Coreia do Norte realiza teste de mísseis hipersônicos em meio a tensões geopolíticas
Kim Jong Un supervisiona exercício militar e fala em preparação para guerra, em resposta indireta à intervenção dos EUA na Venezuela
O líder norte-coreano, Kim Jong Un, supervisionou pessoalmente um exercício de lançamento de mísseis hipersônicos “de ponta” no domingo, 4 de janeiro, e vinculou a manobra a uma “recente crise geopolítica”. A declaração é uma referência clara à intervenção militar dos Estados Unidos que depôs o presidente venezuelano Nicolás Maduro no fim de semana, segundo análise de meios de comunicação internacionais.

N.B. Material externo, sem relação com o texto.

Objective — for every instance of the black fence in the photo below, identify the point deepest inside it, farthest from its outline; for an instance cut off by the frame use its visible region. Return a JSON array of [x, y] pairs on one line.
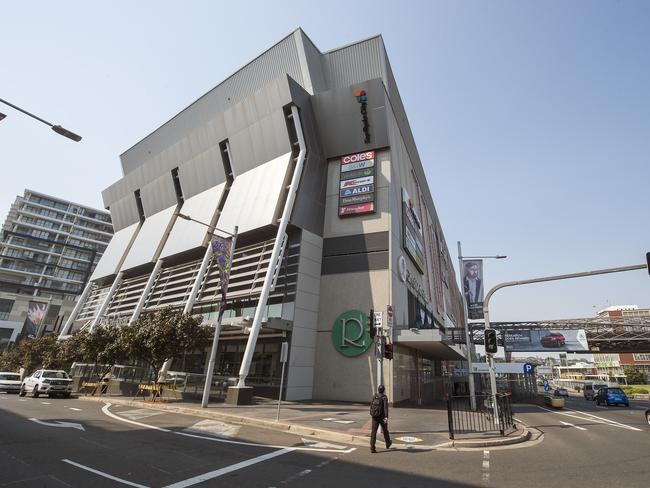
[[464, 420]]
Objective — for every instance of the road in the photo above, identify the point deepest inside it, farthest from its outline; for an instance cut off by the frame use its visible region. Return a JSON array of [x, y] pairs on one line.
[[74, 443]]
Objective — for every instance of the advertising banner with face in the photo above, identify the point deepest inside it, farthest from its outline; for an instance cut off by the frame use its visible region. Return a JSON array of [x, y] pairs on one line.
[[473, 287], [530, 340]]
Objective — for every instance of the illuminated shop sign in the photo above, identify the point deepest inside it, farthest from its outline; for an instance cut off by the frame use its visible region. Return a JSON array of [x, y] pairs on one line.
[[362, 99], [357, 184], [413, 238]]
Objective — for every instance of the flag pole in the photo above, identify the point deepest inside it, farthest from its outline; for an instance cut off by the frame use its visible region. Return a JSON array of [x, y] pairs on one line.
[[217, 328]]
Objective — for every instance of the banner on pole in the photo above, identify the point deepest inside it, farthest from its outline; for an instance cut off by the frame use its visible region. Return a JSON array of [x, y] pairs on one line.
[[35, 318], [222, 248], [473, 287]]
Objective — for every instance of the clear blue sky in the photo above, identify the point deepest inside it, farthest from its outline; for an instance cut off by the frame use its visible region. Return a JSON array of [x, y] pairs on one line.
[[532, 119]]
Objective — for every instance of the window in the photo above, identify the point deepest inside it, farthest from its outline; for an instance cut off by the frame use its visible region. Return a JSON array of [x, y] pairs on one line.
[[177, 186], [641, 357], [5, 308], [138, 202]]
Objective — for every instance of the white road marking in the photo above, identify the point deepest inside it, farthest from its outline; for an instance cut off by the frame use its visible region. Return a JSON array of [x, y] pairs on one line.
[[592, 418], [322, 445], [105, 475], [229, 469], [106, 411], [485, 477], [214, 427], [58, 423], [572, 425], [141, 413]]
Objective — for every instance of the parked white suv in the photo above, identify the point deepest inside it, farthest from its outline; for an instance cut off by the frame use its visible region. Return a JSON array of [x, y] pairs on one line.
[[9, 382], [49, 382]]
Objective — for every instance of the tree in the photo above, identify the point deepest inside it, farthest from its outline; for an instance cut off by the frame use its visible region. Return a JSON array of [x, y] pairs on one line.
[[159, 336], [104, 347], [634, 376]]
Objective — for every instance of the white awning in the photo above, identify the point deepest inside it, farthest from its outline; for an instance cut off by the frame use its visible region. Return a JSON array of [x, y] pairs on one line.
[[254, 196], [111, 261], [187, 235], [149, 241]]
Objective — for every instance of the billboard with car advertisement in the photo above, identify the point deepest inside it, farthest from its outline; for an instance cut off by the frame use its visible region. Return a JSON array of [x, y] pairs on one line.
[[537, 340]]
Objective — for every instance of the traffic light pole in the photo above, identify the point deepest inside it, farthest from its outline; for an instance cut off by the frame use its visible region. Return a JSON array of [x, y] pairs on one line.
[[486, 304]]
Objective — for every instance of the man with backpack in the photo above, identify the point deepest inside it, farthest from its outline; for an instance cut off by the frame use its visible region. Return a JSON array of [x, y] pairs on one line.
[[379, 414]]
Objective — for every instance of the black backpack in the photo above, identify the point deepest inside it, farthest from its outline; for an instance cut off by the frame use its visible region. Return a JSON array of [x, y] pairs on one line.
[[376, 407]]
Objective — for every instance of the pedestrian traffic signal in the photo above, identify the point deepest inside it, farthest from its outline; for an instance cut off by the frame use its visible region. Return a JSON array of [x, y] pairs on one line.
[[371, 322], [491, 345], [388, 351]]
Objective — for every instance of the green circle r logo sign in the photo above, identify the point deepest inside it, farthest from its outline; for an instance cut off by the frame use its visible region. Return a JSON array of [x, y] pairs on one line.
[[350, 334]]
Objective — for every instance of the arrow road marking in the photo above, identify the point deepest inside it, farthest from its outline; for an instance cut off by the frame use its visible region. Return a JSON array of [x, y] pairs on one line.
[[58, 423], [572, 425], [105, 475]]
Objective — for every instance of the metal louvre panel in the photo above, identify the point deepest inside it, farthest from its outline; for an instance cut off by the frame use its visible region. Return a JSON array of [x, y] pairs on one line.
[[124, 212], [126, 296], [354, 64], [254, 196], [158, 195], [113, 256], [202, 172], [149, 241], [279, 60], [186, 235], [92, 304]]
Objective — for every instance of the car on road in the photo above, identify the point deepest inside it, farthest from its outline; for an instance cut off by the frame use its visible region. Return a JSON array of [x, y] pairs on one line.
[[554, 339], [49, 382], [561, 392], [9, 382], [612, 396], [590, 390]]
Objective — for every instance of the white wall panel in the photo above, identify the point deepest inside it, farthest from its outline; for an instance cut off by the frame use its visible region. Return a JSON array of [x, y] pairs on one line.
[[185, 234], [149, 241], [110, 262], [254, 196]]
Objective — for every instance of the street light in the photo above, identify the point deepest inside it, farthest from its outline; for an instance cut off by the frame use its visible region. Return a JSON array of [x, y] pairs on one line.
[[56, 128], [468, 342]]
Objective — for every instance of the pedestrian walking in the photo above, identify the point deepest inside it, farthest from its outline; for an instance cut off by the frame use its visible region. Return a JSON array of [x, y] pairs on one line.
[[379, 414]]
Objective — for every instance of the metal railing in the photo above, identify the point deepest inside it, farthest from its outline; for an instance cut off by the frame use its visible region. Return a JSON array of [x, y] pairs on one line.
[[463, 420]]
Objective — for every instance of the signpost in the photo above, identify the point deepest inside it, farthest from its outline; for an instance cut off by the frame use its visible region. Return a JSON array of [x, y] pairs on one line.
[[284, 353]]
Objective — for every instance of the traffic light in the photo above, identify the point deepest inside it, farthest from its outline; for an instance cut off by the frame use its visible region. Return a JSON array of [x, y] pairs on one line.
[[388, 351], [491, 345]]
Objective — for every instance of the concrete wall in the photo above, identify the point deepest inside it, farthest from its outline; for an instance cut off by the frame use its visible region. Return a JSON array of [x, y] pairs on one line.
[[300, 379], [340, 377]]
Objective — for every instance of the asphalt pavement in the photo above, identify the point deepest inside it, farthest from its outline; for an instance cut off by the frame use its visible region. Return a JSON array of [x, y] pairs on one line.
[[73, 443]]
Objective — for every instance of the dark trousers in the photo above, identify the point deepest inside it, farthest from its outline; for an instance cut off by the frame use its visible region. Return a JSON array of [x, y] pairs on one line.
[[373, 434]]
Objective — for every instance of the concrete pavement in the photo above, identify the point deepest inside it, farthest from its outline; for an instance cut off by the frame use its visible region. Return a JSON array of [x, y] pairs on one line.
[[121, 445]]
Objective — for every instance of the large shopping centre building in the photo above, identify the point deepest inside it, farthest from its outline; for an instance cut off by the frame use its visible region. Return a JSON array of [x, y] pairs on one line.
[[361, 233]]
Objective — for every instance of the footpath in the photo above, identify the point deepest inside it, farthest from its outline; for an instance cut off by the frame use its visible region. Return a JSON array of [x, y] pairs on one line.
[[410, 428]]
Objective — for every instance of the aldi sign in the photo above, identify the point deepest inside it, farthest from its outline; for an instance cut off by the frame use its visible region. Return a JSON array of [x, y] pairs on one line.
[[357, 184], [357, 190]]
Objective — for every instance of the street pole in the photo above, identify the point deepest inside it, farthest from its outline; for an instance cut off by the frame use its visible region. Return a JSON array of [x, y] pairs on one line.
[[217, 330], [56, 128], [486, 304], [284, 353], [468, 339]]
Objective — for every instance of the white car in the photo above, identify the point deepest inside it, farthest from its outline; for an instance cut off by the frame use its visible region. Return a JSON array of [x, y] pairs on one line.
[[49, 382], [9, 382]]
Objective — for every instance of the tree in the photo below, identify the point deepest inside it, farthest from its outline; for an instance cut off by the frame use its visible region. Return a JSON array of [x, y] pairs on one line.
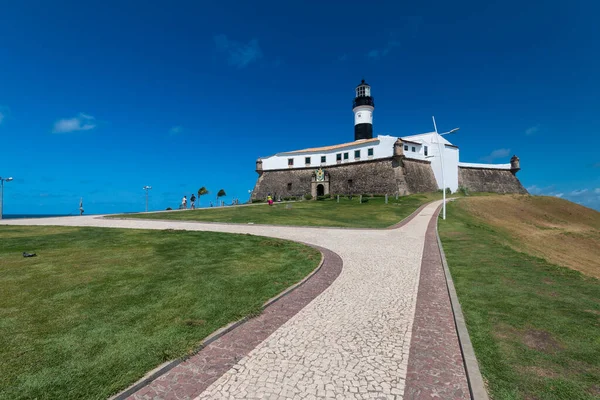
[[201, 192], [221, 194]]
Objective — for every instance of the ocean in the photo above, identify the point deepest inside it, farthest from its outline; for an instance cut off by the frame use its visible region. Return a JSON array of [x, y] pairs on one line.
[[14, 216]]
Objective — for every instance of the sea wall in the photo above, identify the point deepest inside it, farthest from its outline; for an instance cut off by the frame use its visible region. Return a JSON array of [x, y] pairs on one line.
[[489, 180], [382, 176]]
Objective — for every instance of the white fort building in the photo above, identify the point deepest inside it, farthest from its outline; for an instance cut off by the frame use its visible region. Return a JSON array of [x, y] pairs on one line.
[[381, 165]]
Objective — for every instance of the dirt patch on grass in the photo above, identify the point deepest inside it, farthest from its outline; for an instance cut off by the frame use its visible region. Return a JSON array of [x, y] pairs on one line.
[[594, 390], [562, 232], [539, 371], [533, 338], [540, 340]]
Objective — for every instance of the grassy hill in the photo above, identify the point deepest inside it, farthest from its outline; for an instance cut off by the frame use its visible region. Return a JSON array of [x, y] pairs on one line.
[[524, 269], [349, 213], [562, 232]]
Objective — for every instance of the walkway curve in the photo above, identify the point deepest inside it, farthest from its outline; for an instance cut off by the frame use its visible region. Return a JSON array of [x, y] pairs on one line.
[[352, 341]]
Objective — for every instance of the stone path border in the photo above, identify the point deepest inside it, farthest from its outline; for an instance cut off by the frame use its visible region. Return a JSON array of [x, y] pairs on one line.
[[476, 383], [186, 377], [442, 363], [435, 365]]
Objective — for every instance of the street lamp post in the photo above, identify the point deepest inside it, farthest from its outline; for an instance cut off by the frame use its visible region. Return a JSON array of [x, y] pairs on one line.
[[146, 188], [2, 180], [439, 136]]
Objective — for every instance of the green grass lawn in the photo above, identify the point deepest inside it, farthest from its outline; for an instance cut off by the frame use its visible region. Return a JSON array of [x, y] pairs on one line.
[[535, 326], [347, 213], [98, 308]]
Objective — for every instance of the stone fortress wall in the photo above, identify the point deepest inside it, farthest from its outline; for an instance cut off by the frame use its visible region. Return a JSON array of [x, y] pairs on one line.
[[393, 175], [382, 176]]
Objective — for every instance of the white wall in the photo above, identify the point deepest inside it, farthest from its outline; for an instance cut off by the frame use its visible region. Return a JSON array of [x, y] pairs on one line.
[[383, 148], [487, 166], [363, 115], [450, 155]]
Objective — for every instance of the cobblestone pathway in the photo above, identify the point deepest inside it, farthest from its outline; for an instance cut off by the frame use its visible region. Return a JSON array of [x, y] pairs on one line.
[[352, 341]]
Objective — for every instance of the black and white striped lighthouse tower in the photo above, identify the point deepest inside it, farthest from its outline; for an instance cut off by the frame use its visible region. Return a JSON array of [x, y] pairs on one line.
[[363, 106]]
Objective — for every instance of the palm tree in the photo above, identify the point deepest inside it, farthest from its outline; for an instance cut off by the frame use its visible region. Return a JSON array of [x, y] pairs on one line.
[[221, 194], [201, 192]]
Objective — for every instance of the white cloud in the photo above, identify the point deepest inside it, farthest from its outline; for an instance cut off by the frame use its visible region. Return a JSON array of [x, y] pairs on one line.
[[496, 154], [176, 130], [576, 193], [238, 54], [375, 54], [82, 122], [532, 130]]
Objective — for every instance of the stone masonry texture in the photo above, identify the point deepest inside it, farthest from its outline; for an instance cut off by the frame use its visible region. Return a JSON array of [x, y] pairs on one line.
[[387, 176], [489, 180]]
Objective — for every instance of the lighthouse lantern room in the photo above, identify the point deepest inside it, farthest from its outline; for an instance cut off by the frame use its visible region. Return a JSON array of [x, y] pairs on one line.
[[363, 106]]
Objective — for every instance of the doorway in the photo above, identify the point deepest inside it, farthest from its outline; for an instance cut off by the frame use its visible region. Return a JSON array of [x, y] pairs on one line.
[[320, 190]]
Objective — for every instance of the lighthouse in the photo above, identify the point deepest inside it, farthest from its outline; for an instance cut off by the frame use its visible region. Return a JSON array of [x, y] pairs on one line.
[[363, 106]]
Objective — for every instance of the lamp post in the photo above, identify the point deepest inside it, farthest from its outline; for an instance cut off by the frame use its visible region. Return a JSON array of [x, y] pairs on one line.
[[2, 180], [438, 137], [146, 188]]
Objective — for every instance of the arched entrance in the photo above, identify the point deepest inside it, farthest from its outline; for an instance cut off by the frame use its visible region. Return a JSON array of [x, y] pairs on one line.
[[320, 190]]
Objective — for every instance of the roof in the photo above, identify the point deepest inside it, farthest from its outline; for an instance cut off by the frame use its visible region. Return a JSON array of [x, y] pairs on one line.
[[333, 147], [421, 135], [410, 141]]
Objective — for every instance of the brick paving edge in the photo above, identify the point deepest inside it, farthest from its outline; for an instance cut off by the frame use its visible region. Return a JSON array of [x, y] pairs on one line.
[[474, 378], [169, 365]]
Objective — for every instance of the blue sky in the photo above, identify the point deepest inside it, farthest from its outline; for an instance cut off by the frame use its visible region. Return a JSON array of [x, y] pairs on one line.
[[98, 99]]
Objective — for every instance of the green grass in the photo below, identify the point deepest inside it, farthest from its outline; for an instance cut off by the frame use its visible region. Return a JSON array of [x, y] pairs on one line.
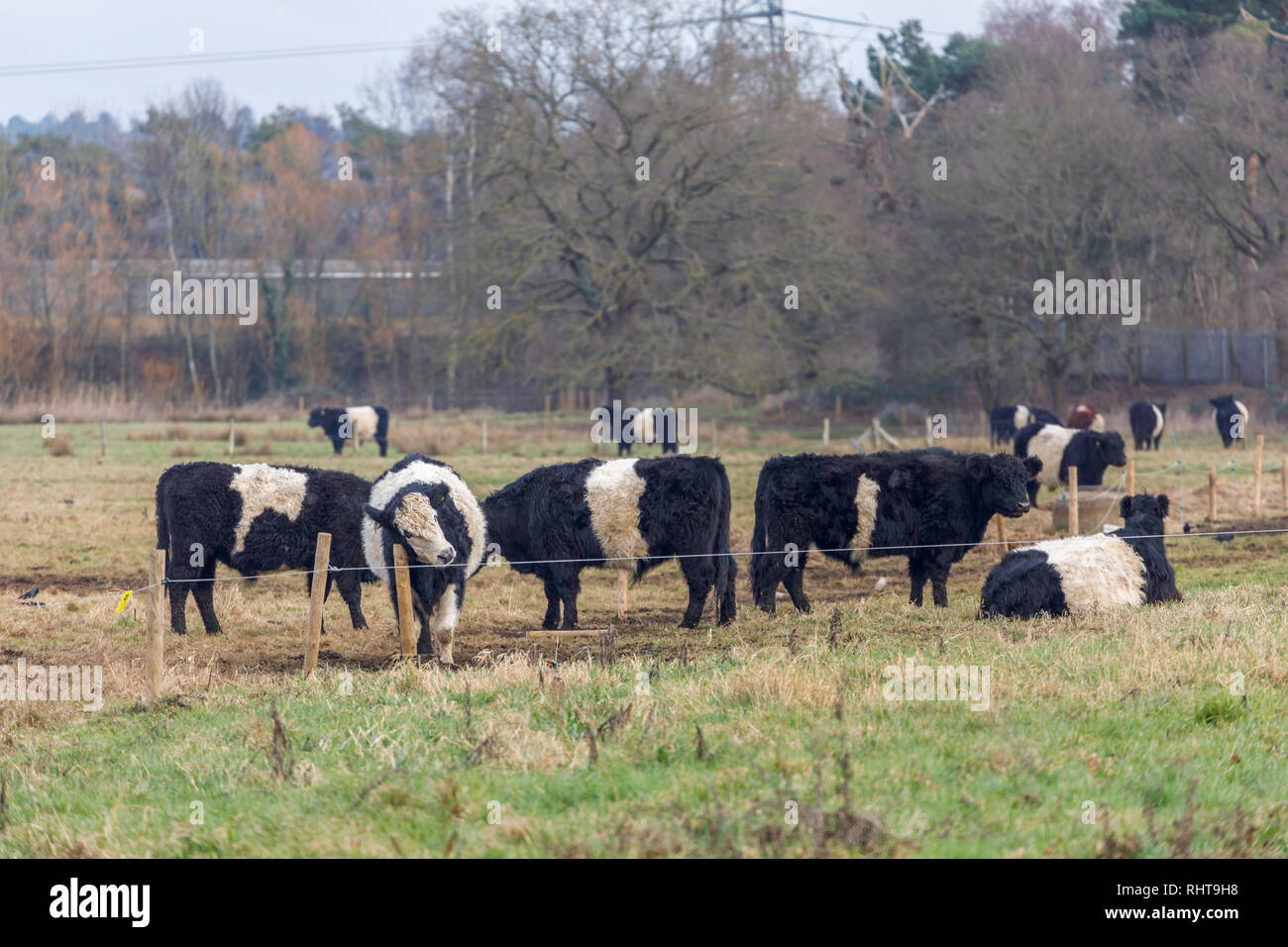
[[1113, 736]]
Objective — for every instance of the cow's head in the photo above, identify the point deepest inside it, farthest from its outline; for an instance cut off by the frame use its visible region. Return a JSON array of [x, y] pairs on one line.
[[412, 519], [1144, 506], [1111, 449], [1004, 480]]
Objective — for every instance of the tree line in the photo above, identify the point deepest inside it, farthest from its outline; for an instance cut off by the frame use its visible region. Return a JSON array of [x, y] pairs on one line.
[[629, 198]]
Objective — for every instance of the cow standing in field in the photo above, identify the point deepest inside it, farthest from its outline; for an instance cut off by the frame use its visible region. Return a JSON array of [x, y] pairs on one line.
[[1146, 419], [357, 424], [1082, 575], [626, 514], [257, 518], [1059, 449], [425, 506], [930, 505], [1231, 418]]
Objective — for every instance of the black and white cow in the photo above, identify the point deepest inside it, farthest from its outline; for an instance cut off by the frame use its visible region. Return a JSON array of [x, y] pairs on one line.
[[1006, 421], [1081, 575], [1147, 419], [930, 505], [626, 514], [257, 518], [357, 424], [644, 427], [1059, 449], [1231, 418], [424, 505]]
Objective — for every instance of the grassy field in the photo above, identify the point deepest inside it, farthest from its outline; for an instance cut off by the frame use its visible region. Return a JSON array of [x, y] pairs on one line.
[[1117, 736]]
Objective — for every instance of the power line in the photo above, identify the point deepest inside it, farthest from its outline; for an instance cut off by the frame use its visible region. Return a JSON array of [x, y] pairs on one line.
[[204, 58]]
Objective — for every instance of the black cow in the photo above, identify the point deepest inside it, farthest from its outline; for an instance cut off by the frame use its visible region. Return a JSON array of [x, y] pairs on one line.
[[425, 506], [357, 424], [1231, 418], [1059, 449], [1147, 419], [1087, 574], [930, 505], [257, 518], [627, 514]]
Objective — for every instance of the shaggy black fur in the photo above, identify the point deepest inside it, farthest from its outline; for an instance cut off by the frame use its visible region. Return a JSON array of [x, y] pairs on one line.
[[196, 504], [684, 512], [329, 419], [1024, 582], [1090, 451], [1142, 420], [928, 497], [426, 583], [1225, 414], [1042, 416]]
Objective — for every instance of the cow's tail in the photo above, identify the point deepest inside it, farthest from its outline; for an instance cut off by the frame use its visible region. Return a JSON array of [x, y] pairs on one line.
[[726, 570], [761, 566]]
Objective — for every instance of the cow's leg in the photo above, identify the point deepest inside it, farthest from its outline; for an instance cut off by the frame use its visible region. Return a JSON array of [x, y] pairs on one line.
[[795, 582], [176, 575], [570, 586], [443, 620], [552, 618], [917, 579], [351, 590], [204, 590], [939, 581], [699, 573]]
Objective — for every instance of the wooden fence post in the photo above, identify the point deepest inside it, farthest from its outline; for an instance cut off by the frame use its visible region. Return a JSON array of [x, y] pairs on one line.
[[406, 617], [1074, 526], [1256, 475], [317, 590], [156, 628]]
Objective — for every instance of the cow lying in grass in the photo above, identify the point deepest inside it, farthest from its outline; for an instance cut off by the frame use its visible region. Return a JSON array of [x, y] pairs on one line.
[[1060, 447], [357, 424], [930, 505], [626, 514], [1087, 574], [257, 518], [425, 506]]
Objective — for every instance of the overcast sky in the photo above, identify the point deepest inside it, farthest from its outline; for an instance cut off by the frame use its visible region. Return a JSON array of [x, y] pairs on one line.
[[62, 31]]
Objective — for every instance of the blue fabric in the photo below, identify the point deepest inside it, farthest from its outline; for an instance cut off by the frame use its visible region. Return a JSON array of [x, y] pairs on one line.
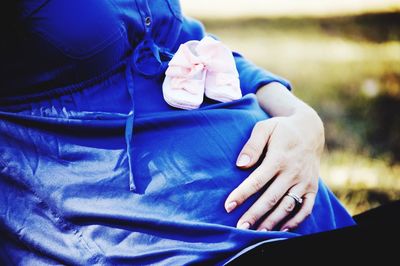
[[95, 168]]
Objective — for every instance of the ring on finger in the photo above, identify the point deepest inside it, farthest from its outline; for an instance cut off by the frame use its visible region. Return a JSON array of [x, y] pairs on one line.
[[296, 198]]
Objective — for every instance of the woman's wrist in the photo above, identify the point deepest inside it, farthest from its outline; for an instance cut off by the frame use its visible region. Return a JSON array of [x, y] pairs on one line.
[[278, 101]]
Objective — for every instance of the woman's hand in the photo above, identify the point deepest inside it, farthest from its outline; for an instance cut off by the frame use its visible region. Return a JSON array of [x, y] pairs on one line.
[[289, 146]]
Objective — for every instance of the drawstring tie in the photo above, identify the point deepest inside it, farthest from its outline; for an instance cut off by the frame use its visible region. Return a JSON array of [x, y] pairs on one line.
[[148, 60]]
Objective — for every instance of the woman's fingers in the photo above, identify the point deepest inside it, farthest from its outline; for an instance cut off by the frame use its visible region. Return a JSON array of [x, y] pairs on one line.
[[266, 202], [285, 208], [303, 213], [253, 183], [254, 147]]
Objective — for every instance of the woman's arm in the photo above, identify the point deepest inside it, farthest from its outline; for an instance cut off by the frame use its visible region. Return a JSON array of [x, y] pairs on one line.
[[292, 142]]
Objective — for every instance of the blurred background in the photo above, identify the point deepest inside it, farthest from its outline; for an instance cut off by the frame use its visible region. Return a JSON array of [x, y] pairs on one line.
[[342, 58]]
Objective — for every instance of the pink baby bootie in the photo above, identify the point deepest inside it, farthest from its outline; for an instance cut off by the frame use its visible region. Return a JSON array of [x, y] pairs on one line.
[[199, 68], [183, 86], [222, 79]]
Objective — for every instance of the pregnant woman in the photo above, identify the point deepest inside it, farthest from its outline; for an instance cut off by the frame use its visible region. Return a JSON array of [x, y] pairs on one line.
[[98, 167]]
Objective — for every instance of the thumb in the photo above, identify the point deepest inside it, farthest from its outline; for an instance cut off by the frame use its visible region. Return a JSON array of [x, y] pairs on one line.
[[255, 145]]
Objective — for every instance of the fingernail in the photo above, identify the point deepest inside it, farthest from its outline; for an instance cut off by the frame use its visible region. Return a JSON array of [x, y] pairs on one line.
[[232, 205], [244, 225], [244, 160]]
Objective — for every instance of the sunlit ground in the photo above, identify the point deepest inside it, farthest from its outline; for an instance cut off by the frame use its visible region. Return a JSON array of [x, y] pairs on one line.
[[348, 71]]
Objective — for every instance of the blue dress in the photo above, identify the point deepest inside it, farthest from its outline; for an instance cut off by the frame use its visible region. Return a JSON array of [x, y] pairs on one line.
[[95, 168]]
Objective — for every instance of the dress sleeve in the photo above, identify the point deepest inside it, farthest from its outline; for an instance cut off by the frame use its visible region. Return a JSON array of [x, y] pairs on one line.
[[252, 77]]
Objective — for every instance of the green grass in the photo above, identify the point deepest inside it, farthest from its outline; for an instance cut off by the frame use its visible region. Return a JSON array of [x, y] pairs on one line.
[[348, 69]]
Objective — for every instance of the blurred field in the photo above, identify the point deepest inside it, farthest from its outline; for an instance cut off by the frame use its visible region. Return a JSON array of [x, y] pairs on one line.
[[348, 69]]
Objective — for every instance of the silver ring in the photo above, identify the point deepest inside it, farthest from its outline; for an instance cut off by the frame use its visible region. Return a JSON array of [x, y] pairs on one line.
[[296, 198]]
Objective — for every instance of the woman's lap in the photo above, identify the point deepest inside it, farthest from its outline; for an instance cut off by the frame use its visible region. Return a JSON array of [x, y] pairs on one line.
[[67, 170]]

A agência estatal de notícias KCNA divulgou na segunda-feira que o teste demonstrou “a prontidão das forças nucleares da Coreia do Norte”. Kim Jong Un foi citado afirmando que “conquistas importantes foram recentemente feitas para colocar nossas forças nucleares em uma base prática e prepará-las para uma guerra real”. O líder também enfatizou a necessidade de “atualizar continuamente os meios militares, especialmente os sistemas de armas ofensivas”, descrevendo a mobilização constante desses meios como um modo importante e eficaz de exercer a dissuasão de guerra.
As forças militares da Coreia do Sul e do Japão detectaram o lançamento de dois projéteis de míssil balístico nas proximidades de Pyongyang. Este foi o primeiro teste de mísseis do país em 2026, realizado poucas horas antes do presidente sul-coreano, Lee Jae Myung, partir para uma cúpula em Pequim. Analistas sugerem que o teste serve como uma mensagem de que Pyongyang possui capacidades de dissuasão de guerra e nucleares, diferenciando-se assim da situação da Venezuela.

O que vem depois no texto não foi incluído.